I could go into detail about the pros and cons of university education, but creative fields have always felt separate to the wider university experience and severely lacking in that respect. There is a push-and-pull between the “follow your heart” mentality that leads you to study writing, and the harsher realities of living in the (capitalist) world. Marketability, “selling yourself”, how to make a living from writing–these were the things largely ignored at uni in favour of “the history of the printing press”.

So you sort of make that bit up as you go along. There’s a fair amount of guesswork involved, most of it informed by what you think a marketable writer needs to do. Business cards, websites (like this one! Hi! Hello!), a strong social media presence (actually that last one is legit).

On that summer Oxford trip though, I decided the one thing I’d do to really stand out would be a new name.

“Callum” always struck me as a critically unsexy name. I remember once telling my Dad I wanted to change my name to Eric because… I think I read it in a book once about three kids who go to a magical land through a rainbow staircase in the basement. God I just got a *massive* nostalgia rush. I gotta go find that book.

“Callum” was not cool, or fun, or remotely-writerly to my twenty-year-old brain (20!?! What the fuck. I didn’t know anything. Who let me leave the house??). I hated the way it sounded in my mouth, a great thwumping name with the Scottish-y “McLean” to follow it up. (On that, the other thing I remember about that trip was repeatedly having people who’d read my name on sign-up lists and such before meeting me doing a double take when they heard my Australian accent. One even said straight up “Eugh that’s wrong”. Which, y’know, harsh.)

So a new name it was. One that was cool, and fun, and writerly in its detached genderless way.
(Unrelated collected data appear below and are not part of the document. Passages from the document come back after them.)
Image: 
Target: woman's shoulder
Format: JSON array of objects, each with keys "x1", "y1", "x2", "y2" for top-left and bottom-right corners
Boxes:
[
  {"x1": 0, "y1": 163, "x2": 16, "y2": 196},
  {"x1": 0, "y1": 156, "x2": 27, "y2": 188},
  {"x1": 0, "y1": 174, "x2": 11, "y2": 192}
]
CJ McLean was born.

For a few years “Callum” really was gone and everybody I knew called me “CJ”, which was distinctly uncool–no one with a shred of “coolness” has forced their friends to call them a nickname they picked out themselves. But it worked for me, for a while. A long while.

But here’s the thing about past versions of yourself–they don’t have the nostalgia built into them. People and places and things carry the warmth of memory because of how they affected you. You can slip into the driver’s seat of that past self and forget the years between you. You don’t moon over past versions of yourself until much, much later. Mostly you look back with feint embarrassment, and focus on the things not worth nostalgia–the mistakes, namely.

Reader, I’m afraid “CJ” was one of those mistakes. A misguided past version of myself, who holds a whopping amount of my late formative memories but with whom I am happy to leave parked in the garage (don’t worry this wankfest is nearly over).

So it’s Callum now. Just Callum. And I like Callum. It completes a strong Scottish name (how did I not notice that? Fuck there really is nothing more divinely humourless than a 20-year-old who thinks they know everything). It’s the name my parents chose for me, for a character from All Creatures Great and Small. It’s my name.

Before I say goodbye to CJ though, one last story. On that Oxford trip I decided the other thing that would complete my transformation into “well-paid-and-respected-writer” would be a leather bound notebook, to carry with me throughout my days. There was a stationers down the street from the college, and I paid a fair bit for a brown leather book with my name stamped in gold letters on the top.